Colorado School of Public Health

Op-Ed: Tobacco Taxes are the Most Equitable Way to Reduce Smoking, Save Lives

Written by Colorado School of Public Health | October 26, 2020

More than three-fourths of the country's states have higher cigarette taxes and prices than we do in Colorado. Proposition EE on the November ballot would increase our tobacco taxes and use the revenues to restore public school funding, make free preschool more widely available, and support programs that prevent smoking and help smokers quit.

Most smokers want to quit, and most try to quit at least every year, but most need a nudge to help them resist nicotine addiction and stay quit. Cigarette price hikes tip the balance toward quitting for some smokers.

Decide for yourself whether the effect on quitting is little or big.
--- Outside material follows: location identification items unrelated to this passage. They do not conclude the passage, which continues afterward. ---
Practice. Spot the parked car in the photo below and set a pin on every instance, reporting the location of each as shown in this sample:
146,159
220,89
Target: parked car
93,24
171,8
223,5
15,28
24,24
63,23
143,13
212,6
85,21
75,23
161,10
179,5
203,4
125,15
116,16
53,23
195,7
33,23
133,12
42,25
Economists — even those cited by tobacco tax opponents — find that when cigarette prices go up 10%, about 2% of smokers quit. It doesn’t matter whether the increased price comes from new taxes or corporate business decisions.

We have direct evidence in Colorado. In 2004, voters approved Amendment 35 to add 64 cents more tax per pack — about a 25% price increase. A year after the tax took effect, cigarette sales were roughly 5% lower than 15 years of sales trends would have predicted. And levels stayed below the trend for another eight years before the tax effect wore off.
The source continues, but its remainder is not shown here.